Schattenfeuer
Ihre Augen waren geschlossen, die Lippen geöffnet. Zuerst atmete sie langsam und tief, dann schneller und flacher. Alle Linien in ihren Zügen brachten besondere Sinnlichkeit zum Ausdruck und vermittelten Ben den Eindruck, einen kostbaren Schatz zu berühren. An diesem Empfinden lag ihm weitaus mehr als an Rachaels erotischer Ausstrahlungskraft, denn dabei handelte es sich nicht so sehr um eine körperliche, sondern eine emotionale Reaktion, ein Ergebnis der letzten Monate, die sie zusammen verbracht hatten, ihrer großen Zuneigung ihm gegenüber. Und weil Rachael so etwas Besonderes für ihn darstellte, blieb ihre Vereinigung nicht nur auf einen rein physischen Akt beschränkt, sondern führte auch zu einer Verschmelzung ihrer Seelen.

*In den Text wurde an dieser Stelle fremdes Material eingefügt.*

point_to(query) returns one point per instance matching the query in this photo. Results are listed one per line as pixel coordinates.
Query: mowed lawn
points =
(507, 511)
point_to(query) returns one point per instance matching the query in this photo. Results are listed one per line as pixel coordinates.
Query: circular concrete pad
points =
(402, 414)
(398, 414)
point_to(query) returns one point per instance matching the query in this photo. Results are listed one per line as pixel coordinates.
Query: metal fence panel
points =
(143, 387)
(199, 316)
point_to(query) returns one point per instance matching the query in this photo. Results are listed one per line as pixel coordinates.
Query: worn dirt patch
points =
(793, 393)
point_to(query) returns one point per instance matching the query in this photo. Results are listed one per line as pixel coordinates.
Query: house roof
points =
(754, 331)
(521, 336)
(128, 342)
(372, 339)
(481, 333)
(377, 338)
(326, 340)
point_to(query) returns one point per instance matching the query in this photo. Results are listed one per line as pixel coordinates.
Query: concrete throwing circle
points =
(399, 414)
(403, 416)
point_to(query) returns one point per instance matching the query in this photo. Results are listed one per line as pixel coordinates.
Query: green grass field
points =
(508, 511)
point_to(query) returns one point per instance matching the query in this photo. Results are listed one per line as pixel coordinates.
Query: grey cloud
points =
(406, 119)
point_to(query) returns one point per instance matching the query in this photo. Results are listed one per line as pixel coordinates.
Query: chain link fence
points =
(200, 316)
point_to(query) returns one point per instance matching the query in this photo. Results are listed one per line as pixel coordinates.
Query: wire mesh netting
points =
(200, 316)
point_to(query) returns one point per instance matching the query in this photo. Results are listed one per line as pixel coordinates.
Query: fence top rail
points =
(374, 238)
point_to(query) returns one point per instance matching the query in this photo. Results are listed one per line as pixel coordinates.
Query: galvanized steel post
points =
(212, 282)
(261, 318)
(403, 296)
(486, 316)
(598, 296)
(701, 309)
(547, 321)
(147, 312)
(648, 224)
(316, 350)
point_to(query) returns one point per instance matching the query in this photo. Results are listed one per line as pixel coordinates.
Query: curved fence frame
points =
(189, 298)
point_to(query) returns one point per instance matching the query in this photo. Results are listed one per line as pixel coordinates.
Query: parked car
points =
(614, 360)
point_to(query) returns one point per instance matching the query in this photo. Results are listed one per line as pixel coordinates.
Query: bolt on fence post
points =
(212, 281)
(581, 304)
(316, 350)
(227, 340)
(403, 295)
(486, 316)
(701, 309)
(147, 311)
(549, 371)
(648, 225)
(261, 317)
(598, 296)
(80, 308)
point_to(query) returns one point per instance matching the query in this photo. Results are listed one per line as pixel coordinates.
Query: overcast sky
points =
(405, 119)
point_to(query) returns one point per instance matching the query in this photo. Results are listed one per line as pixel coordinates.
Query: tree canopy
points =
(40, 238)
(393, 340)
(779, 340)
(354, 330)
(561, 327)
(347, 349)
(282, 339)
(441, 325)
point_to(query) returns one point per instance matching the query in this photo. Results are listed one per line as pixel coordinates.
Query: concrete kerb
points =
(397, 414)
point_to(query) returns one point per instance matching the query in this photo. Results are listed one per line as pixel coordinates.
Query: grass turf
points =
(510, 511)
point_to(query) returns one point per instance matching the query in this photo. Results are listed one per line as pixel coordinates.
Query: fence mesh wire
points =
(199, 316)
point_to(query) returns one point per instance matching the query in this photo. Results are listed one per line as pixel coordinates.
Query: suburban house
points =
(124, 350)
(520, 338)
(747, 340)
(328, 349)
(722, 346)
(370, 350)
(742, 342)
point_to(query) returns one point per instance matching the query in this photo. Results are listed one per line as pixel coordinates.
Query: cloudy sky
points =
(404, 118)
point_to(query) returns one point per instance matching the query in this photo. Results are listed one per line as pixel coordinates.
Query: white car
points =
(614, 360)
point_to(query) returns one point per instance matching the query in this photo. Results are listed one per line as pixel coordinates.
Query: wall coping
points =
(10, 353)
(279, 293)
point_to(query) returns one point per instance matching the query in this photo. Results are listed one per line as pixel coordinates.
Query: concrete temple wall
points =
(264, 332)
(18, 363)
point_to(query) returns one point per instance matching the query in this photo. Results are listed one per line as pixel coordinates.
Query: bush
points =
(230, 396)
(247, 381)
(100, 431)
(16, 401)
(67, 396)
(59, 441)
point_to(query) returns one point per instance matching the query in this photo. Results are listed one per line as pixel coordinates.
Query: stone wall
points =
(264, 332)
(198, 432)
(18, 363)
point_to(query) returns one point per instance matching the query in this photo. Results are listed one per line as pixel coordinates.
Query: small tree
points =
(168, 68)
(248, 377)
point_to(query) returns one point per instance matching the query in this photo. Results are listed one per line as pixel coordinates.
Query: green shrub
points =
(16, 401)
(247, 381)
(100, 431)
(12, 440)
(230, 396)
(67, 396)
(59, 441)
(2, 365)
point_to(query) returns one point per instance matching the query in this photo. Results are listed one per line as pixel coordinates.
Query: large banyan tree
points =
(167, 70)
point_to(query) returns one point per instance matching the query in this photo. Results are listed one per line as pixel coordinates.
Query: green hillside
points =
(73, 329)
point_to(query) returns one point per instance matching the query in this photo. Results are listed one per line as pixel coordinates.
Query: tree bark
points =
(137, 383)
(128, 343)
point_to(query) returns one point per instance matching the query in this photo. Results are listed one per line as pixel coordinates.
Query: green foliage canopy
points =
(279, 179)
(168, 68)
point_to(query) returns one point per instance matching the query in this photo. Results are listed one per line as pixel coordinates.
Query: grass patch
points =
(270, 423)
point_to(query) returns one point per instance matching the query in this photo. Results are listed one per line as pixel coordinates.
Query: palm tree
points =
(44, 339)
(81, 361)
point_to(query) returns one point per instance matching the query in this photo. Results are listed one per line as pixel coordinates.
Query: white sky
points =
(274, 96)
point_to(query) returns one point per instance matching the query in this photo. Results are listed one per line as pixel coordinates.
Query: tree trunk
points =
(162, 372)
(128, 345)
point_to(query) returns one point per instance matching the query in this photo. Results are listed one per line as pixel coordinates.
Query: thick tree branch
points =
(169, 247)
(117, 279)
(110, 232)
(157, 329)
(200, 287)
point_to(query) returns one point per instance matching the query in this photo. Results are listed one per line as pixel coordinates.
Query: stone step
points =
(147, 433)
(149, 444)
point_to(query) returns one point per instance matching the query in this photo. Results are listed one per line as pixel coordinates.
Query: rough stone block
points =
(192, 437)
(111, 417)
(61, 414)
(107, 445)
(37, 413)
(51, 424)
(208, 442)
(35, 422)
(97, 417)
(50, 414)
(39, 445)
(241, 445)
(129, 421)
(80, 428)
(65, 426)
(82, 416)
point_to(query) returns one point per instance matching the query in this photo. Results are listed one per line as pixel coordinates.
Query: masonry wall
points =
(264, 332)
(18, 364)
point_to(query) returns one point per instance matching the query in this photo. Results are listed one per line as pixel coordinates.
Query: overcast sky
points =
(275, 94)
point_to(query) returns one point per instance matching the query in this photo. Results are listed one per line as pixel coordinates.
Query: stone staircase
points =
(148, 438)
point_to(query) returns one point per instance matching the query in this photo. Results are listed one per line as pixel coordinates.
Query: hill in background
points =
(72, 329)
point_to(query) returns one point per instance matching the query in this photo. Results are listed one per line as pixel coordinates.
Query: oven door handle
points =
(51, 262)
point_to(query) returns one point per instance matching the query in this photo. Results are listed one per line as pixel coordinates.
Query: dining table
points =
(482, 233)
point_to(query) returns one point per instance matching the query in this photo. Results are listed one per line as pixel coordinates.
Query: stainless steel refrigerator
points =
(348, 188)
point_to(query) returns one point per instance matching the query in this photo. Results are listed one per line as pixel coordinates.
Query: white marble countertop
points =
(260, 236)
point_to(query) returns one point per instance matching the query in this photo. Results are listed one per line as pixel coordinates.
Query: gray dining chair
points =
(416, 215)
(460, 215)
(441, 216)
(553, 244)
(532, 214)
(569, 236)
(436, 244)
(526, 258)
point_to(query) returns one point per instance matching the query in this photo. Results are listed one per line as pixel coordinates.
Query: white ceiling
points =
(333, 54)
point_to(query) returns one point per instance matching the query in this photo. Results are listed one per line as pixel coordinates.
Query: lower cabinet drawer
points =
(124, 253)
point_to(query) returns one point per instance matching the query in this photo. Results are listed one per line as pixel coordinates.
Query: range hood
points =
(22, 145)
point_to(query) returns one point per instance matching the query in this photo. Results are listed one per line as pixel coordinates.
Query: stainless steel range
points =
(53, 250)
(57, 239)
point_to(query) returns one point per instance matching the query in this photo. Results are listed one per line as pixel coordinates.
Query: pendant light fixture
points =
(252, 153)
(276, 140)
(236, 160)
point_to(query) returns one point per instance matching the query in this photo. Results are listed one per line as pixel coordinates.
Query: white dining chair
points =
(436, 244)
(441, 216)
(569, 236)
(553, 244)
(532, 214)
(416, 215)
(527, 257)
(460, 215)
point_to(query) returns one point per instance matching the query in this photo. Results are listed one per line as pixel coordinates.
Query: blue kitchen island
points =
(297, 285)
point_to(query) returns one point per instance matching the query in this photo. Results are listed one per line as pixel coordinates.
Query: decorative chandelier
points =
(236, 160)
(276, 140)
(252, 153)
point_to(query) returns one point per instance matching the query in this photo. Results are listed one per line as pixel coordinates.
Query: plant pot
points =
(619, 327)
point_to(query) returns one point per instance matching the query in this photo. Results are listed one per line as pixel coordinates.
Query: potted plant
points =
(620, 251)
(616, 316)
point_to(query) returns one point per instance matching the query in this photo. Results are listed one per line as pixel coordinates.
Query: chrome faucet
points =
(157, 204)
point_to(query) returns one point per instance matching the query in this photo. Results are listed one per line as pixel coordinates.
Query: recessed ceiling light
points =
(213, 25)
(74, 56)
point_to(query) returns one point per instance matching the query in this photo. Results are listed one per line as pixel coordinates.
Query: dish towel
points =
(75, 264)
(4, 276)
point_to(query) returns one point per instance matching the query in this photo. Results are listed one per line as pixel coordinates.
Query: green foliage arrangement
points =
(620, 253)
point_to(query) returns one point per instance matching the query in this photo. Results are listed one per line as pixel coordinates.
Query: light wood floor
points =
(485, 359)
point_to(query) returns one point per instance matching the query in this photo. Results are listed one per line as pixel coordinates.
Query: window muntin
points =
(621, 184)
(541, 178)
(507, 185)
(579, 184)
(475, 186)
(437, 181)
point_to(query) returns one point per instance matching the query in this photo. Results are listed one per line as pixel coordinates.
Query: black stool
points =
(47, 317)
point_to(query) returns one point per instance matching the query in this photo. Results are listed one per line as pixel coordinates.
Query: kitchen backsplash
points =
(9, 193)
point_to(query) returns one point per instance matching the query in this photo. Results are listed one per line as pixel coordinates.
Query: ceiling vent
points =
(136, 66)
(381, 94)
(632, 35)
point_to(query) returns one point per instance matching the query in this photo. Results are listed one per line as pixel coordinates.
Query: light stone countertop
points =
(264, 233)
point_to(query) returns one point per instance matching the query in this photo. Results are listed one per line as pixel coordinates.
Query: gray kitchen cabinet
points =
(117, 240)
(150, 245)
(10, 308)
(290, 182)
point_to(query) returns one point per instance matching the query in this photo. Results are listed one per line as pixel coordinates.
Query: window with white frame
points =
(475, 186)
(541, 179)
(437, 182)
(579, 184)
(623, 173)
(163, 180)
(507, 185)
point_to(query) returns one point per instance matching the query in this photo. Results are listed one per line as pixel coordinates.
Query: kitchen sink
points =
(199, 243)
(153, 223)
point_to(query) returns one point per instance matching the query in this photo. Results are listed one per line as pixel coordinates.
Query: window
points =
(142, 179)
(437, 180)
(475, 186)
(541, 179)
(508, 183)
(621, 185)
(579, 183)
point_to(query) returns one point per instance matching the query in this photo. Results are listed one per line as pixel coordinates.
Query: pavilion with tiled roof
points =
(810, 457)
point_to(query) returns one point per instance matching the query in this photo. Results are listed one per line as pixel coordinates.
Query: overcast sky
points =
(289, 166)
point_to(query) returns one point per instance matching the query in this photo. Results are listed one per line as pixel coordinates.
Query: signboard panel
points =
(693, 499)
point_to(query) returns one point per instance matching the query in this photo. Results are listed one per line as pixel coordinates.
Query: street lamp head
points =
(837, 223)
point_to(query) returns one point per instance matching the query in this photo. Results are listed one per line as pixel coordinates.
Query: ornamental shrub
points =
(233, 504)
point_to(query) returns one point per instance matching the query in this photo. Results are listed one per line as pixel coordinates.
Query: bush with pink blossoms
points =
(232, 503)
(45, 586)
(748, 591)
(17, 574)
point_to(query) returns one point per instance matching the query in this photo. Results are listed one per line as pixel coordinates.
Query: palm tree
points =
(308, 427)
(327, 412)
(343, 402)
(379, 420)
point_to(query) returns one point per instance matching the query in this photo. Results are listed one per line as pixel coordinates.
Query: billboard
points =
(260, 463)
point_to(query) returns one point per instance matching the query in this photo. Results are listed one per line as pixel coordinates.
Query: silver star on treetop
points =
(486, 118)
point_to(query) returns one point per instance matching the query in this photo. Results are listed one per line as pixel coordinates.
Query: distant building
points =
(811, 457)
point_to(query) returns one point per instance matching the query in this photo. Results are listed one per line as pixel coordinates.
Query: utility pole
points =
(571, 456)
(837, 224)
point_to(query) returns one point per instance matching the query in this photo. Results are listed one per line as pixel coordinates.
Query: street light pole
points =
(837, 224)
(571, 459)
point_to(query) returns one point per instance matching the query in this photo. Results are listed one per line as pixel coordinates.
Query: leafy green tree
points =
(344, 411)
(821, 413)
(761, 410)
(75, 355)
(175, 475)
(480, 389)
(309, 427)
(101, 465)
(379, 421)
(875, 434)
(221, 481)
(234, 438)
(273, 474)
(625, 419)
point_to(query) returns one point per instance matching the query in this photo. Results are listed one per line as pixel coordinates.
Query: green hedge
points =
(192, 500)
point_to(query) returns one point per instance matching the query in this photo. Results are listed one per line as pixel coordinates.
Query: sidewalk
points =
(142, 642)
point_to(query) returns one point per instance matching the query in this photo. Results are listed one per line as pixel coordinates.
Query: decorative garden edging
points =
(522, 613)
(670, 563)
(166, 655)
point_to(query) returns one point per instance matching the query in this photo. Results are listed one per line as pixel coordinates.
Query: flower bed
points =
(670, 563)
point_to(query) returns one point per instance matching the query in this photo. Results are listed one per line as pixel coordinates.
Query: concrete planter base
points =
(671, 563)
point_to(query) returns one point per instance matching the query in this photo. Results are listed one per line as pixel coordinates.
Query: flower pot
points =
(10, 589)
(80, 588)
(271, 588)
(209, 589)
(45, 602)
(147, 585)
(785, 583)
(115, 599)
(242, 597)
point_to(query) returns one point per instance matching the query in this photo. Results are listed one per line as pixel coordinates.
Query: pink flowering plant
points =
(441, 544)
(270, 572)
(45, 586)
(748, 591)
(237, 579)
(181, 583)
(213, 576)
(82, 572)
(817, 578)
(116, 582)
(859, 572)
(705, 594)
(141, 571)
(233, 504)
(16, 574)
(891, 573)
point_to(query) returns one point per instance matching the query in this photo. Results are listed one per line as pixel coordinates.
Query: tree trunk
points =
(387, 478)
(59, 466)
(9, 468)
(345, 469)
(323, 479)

Rachael spürte seinen Blick auf sich ruhen, öffnete die Augen und sah ihn an. Dieser zusätzliche Kontakt faszinierte Ben noch mehr.
Das von den Palmschatten getrübte Morgenlicht wurde rasch heller, und auch die Farbtönung veränderte sich, von einem matten Zitronengelb zu warmem Gold. Wie eine Decke legte sich dieser Glanz auf Rachaels Gesicht, auf ihren schlanken Hals, die vollen Brüste. Und während sich der Morgen weiter erhellte, wurden ihre Bewegungen kraftvoller und energischer. Ben begann keuchend nach Luft zu schnappen, und Rachael stöhnte leise, dann lauter. Genau in diesem Augenblick lebte draußen der Wind auf, und die Palmschatten tanzten wie wild hin und her. Ben schob sich tief in Rachael hinein und erzitterte ebenfalls, entleerte sich in die junge Frau. Und als sich die letzten Samen in sie ergossen, verausgabte sich auch die Kraft der jähen Bö, flüsterte der Wind weiter, fort von den Palmwedeln, die langsam wieder zur Ruhe kamen.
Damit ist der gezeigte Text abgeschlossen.